Bilge hizmetçi, sanki açıkladığım tersine alanı kurarcasına,
işaret parmağını soldan sağa metronom gibi salladı. Koyun boynuzlu iblis daha
önce haber vermemiş olmama rağmen hiç duraksamadan hemen durumu kavramış ve
ayak uydurmuştu.
“Henüz beni alt edemedin patron! Sana tam karşılık verecek
şeye sahibim. ‘Lyuu Sayısız Ev İşinde Başarısız Olur” kartını oynuyorum. Artık
Leila yerini değiştirmek ve benim batırdığım her şeyi düzeltmek için çok
çalışmak zorunda. Yeteneğini etkin tutamayacak kadar meşgul olacak!”

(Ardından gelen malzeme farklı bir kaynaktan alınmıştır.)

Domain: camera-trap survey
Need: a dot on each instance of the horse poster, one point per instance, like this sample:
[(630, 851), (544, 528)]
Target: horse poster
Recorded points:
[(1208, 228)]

“...Yanlış mı anlıyorum, yoksa sen az önce kendine laf mı
çakmış oldun?”
“Sus bakalım patron. Bunu düşünmeye başlamak istemiyorum.
Bana bunu düşündürtme. gerçektne yapmak istemediğim bir şey bu.”
E madem niye kullandın? Bana göre benim sana şu ana kadar
verdiğimden daha çok mental hasarı kendi kendine verdin...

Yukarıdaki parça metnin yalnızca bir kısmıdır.